The main problem with taking the approach of treating accessibility as a synonym for app compat is that it turns accessibility into an infinite set of problems
with no end in sight. Software developers are continuously producing new software products or modifying existing ones, and these have to be made to work
with assistive technology or vice versa. So, accessibility becomes a continual problem and the only beneficiaries of this are members of the accessibility
industry as they are guaranteed a continual revenue stream.
Providing accessibility by synthesising human behaviour has a significant advantage over the current approach of app compat. Humans have a limited set
of behaviours that need to be synthesised, and this means that accessibility can be viewed as a finite set of problems. Having a finite set means that
we can view accessibility as something that has an end point rather than something that is continuous. If we can find ways to synthesise all of the behaviours
that a particular disability affects then we would find ourselves in a situation where everything was automatically accessible to people with that particular
disability. Simply put, providing accessibility by synthesising behaviour makes complete accessibility an achievable goal rather than one we can never
achieve because to solve it requires that we solve a problem set of infinite size.
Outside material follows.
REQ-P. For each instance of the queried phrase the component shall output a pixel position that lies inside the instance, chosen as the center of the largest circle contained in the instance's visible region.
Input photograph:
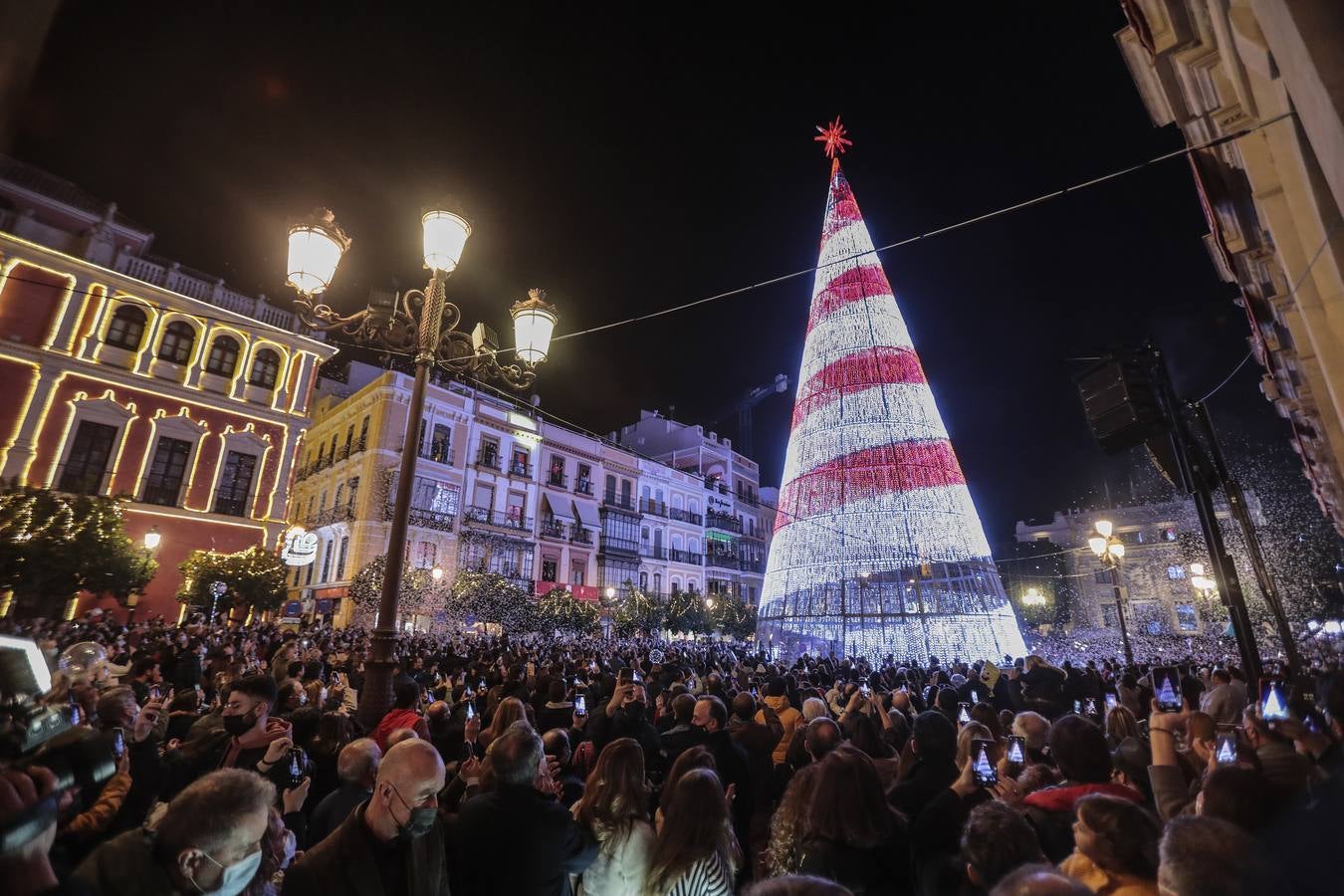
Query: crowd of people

Unfortunately, when talking about computer based accessibility we do need to retain the idea of app compat in one instance. Assistive technology generally
acts as a translator that participates in the process of communication by translating between different types of sensory stimuli and or different lexicons
and sets of perceptual symbols. Communication involves passing messages between different parties. In the case of computer based assistive technology
the only party that the assistive technology really needs to communicate with is the operating system, and so the notion of app compat between assistive
technology and operating system will need to remain even if the view of accessibility changed so that accessibility was provided by synthesising behaviour;
however, if accessibility became a synonym for synthesising behaviour then we could eliminate app compat everywhere else.